Capítulo Único
Você não acredita.
Sim, ela está ali na sua cama, virada para a janela, mas mesmo assim você não acredita. Ela é a Rainha Alexandra e você... Bom. Você é só a Eleanor. Ela é o futuro daquele reino caótico, e você um mero peão daquele jogo. Talvez a nomenclatura não fizesse jus ao seu real papel na guerra, mas em qualquer jogo o peão acaba sendo sacrificado pelo bem da rainha.
Você se sacrificaria por ela em um piscar de olhos.
Ultimamente, durante o dia, ela não tem falado muito. Treinava por horas com sua espada, arco e flecha, e um conjunto de facas para ter certeza de que seu corpo não a abandonaria na hora decisiva. Ela é a pessoa mais forte que você conhece. A mais persistente, mais focada e determinada. E teimosa. Às vezes, após uma hora de treino, ela entrava na cabana com pequenos cortes e hematomas, e você tinha que obrigá-la a sentar-se para que pudesse tratá-los antes de outra sessão. Ela não descansava. Nunca gastava mais do que quinze minutos em uma refeição, sempre agradecia pela comida e voltava para fora para continuar a balançar suas armas contra inimigos imaginários.
Ela pode colocar qualquer máscara que quiser; de guerreira, rainha, de líder implacável, mas se há alguém que não pode enganar, é você. Você sabe que ela está apavorada.
Você sabe também que não é fácil ter o peso de um reino inteiro nos ombros. As pessoas precisam de você para sobreviver ao tempo, à falta de água, e agora aos tiranos que roubaram seu trono. Mas você é uma pessoa só. Ela é uma pessoa só. Sim, ela tem sangue real nas veias, todo o conhecimento possível para comandar suas terras, mas como não desabar? Como não mostrar vulnerabilidade quando sua cabeça põe tanta pressão em si mesma?
Mas você não sabe o que ela pensa. Não de verdade. Ela não fala muito sobre isso; sobre o que sente com relação à batalha, suas preocupações. Talvez não existissem preocupações. Talvez só estivesse esperando começar para que pudesse por um fim de uma vez por todas. Mas será que poderia?
Você pressiona seus olhos com a ponta dos dedos e tenta não pensar nisso. Com cuidado, caminha de volta para a cama, onde o sol da primavera colore os lençóis brancos e cobre a pele bronzeada da mulher deitada. Com seu movimento, ela também se mexe, virando para o seu lado de olhos semiabertos, um mar de verde esmeralda ainda um pouco sonolento.

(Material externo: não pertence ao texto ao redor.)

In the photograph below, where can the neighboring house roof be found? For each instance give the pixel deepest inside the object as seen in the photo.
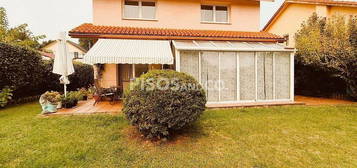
(116, 32)
(71, 43)
(48, 55)
(312, 2)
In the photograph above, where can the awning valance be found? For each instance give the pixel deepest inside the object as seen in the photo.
(229, 46)
(120, 51)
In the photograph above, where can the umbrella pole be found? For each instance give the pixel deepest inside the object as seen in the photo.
(65, 90)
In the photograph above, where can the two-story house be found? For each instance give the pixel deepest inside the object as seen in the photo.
(218, 42)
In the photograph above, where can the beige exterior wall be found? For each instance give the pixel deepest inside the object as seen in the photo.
(294, 15)
(109, 76)
(290, 20)
(183, 14)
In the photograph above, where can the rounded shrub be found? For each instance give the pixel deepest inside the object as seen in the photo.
(163, 101)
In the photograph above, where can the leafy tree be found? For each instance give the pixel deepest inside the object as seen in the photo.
(330, 45)
(19, 35)
(45, 43)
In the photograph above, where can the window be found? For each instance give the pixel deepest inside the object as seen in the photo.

- Tive um sonho estranho - ela começa, sua voz rouca enchendo seus ouvidos.
- Me conta.
- Eu estava em uma colina, toda verde e cheia de flores amarelas. Minha mãe estava sentada embaixo de uma árvore. Ela queria que eu sentasse com ela, mas não consegui me mexer. O sol estava muito brilhante, e você segurava minha mão. Olhei pra você, você sorriu, e eu soube que tudo ficaria bem.
- Tudo vai ficar bem.
Ela respira fundo e puxa os lençóis para cobrir os ombros.
- Eu não queria acordar. Assim como não quero sair daqui. Isso me faz uma rainha ruim?
- Não - responde, acariciando a lateral de seu rosto e pondo para trás uma mecha de seu cabelo. - Faz de você um ser humano.
- Isso não pode acontecer, Eleanor.
- O quê?
- Nós. Assim.
- Eu sei.
- Se descobrirem durante a batalha, usarão você contra mim.
- Eu sei.
- Por mais que eu esteja tentando lutar contra o que sinto por você, estou falhando miseravelmente.
- Eu também.
- E eu não quero te perder. Não aguentaria.
- Você não vai me perder.
Você a puxa para si e ela se aconchega entre seus braços, uma pequena alma perdida tentanto achar o caminho da vitória. Você ouve o som dos grilos lá fora, de pássaros cantando melodias diferentes na floresta, do vento balançando as folhas das árvores. Você nunca vai esquecer esse momento; os sons, o cheiro de lavanda de seu cabelo, da sua pele encostando na sua, do calor do seu corpo e de toda a sua confiança.
Você costumava odiá-la, mas agora sabe. Agora você a ama.
- Prometo que isso não vai mais acontecer - ela diz contra seu peito.
- Não prometa coisas que não pode cumprir.
Ela não responde mais, vocês duas tentando aproveitar a atmosfera da melhor forma possível antes que a realidade volte a bater na porta. Você sabe que essa não vai ser a última vez que dividirão a cama. Não immporta quantas promessas faça ou quantas vezes peça que fique longe. Ela precisa de você tanto quanto você precisa dela, e isso nunca vai mudar.